Whereas federal courts have yet to render a verdict on Obama’s latest executive order, Iowa courts have had to rein in Branstad’s abuses of power on several occasions.
In 1992, a unanimous Iowa Supreme Court ruled that Branstad acted unlawfully when he vetoed funding for public employees’ salary increases. The state legislature had funded those raises in accordance with a contract that went through binding arbitration. Branstad decided not to approve the funds because, in his view, the state couldn’t afford to pay higher salaries. But that wasn’t his call to make.
In 2012, seven different Iowa Supreme Court justices unanimously ruled that Branstad impermissibly used his line-item veto power. The governor had struck language designed to keep Iowa Workforce Development field offices open without vetoing the money the state legislature had allocated to fund those offices.
Earlier this year, a Polk County District Court Judge ordered Branstad to “reopen the Toledo [Iowa Juvenile] home and abide by the duly passed laws of the state of Iowa which established the Toledo Home […].” Several Democratic lawmakers and Iowa’s largest public employee union had filed that lawsuit after the governor closed the Iowa Juvenile Home on short notice–as Dorman mentioned, without consulting state legislators.
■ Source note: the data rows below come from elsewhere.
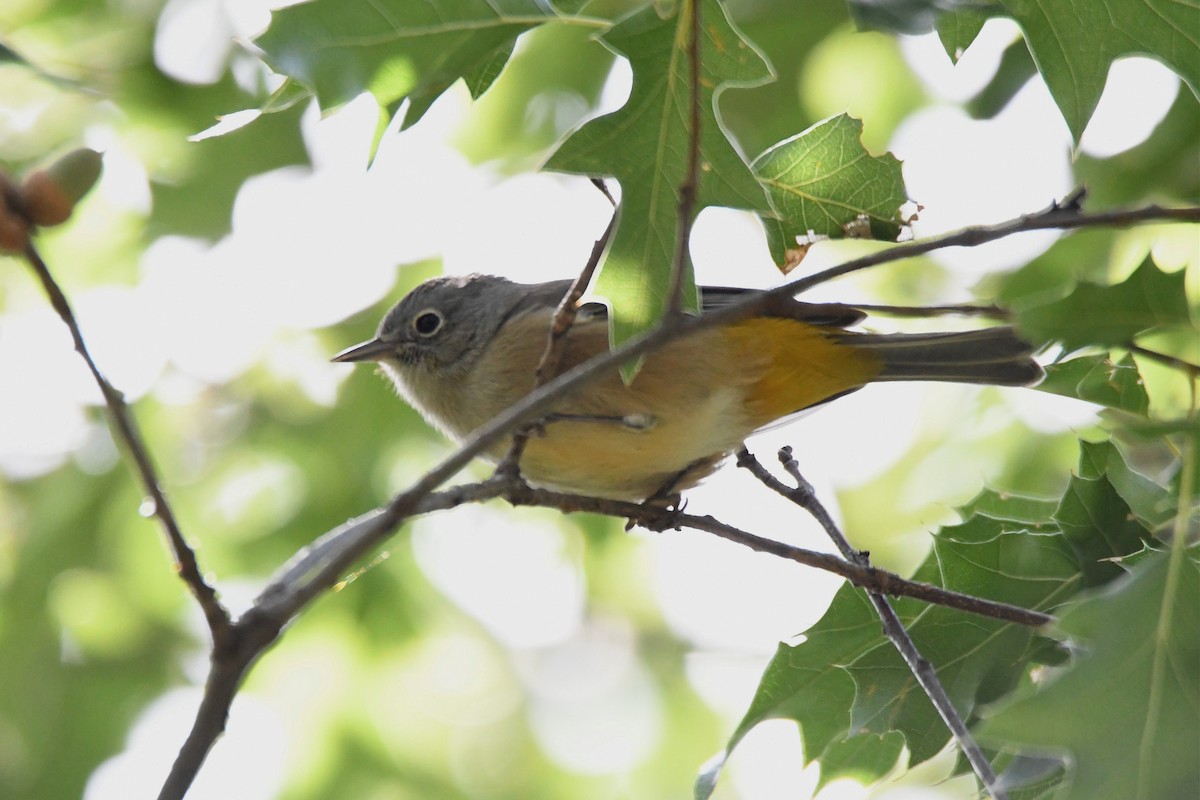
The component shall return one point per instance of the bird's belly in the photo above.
(609, 458)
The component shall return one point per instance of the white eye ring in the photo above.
(427, 322)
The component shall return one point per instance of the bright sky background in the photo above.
(409, 206)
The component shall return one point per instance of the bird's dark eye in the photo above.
(427, 323)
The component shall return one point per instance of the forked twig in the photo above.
(803, 495)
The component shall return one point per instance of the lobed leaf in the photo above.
(823, 180)
(645, 146)
(1110, 316)
(1137, 648)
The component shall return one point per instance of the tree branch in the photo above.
(237, 645)
(126, 429)
(803, 495)
(556, 340)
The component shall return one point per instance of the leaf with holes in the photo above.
(823, 180)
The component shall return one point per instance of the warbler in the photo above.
(462, 349)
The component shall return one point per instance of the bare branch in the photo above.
(893, 626)
(556, 340)
(690, 186)
(126, 431)
(1193, 370)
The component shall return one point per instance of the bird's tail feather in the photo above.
(991, 355)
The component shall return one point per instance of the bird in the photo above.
(462, 349)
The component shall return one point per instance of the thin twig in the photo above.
(317, 570)
(556, 338)
(690, 186)
(803, 495)
(961, 310)
(127, 432)
(543, 400)
(1169, 360)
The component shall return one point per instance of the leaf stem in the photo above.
(690, 186)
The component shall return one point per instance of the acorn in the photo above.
(13, 228)
(51, 194)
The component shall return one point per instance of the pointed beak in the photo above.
(371, 350)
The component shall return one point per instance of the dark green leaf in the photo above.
(645, 146)
(959, 29)
(1013, 72)
(1096, 519)
(1127, 711)
(487, 71)
(1074, 42)
(976, 659)
(395, 49)
(1097, 379)
(1012, 507)
(1110, 316)
(823, 179)
(864, 758)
In addition, Branstad tried to strong-arm Iowa’s Workers’ Compensation Commissioner Chris Godfrey to resign in 2011, even though state senators had unanimously confirmed Godfrey to a fixed term expiring in 2015. Those actions led to a lawsuit which the Branstad administration unsuccessfully tried to quash. The Iowa Supreme Court ruled this summer that the case could proceed to District Court.
Although no local government challenged Branstad’s executive order banning project labor agreements, I believe that action also went beyond the governor’s authority and could have been struck down in court.
Branstad displayed his disregard for the separation of powers yet again when he issued a blanket commutation of 38 life sentences for criminals convicted as juveniles. Instead of embracing the intention of a U.S. Supreme Court ruling that invalidated mandatory sentences of life without parole for juveniles convicted of murder, Branstad did his best to ignore the spirit of that ruling. Rather than allowing the convicts to be resentenced individually, so judges could consider their age at the time of the crime and other extenuating circumstances, Branstad commuted all the sentences to life with the possibility of parole only after 60 years. Regardless of the details of any particular crime, none of the convicts would be eligible for parole until they were in their late 70s, if they lived that long. The Iowa Supreme Court did not rule on Branstad’s blanket commutation, but in a split decision on juvenile sentencing last year, the majority opinion cited precedent saying a governor “cannot use the commutation power to increase a defendant’s punishment.” Increasing the prison terms of the 38 lifers was Branstad’s explicit intent when he commuted their sentences, so one could reasonably argue that he abused his power on that occasion too.
Any relevant thoughts are welcome in this thread.
Dorman is probably on the right track when he speculates on why Branstad would claim to believe in limited executive authority:
Branstad’s sudden preference for limited power may be no accident, coming just as thousands of Iowans, including conservative eminent domain opponents, urge him to use his authority to stop a planned oil pipeline. His office says it’s the Iowa Utilities Board that must make the call. The governor who once fired off an executive order to stop state regulators from banning lead shot for hunting doves is now flying for regulatory cover on the pipeline issue.
Some powerful business interests want that pipeline built and have been exaggerating the potential economic benefits to Iowa. Branstad has consistently tried to give the business community what they want whenever possible.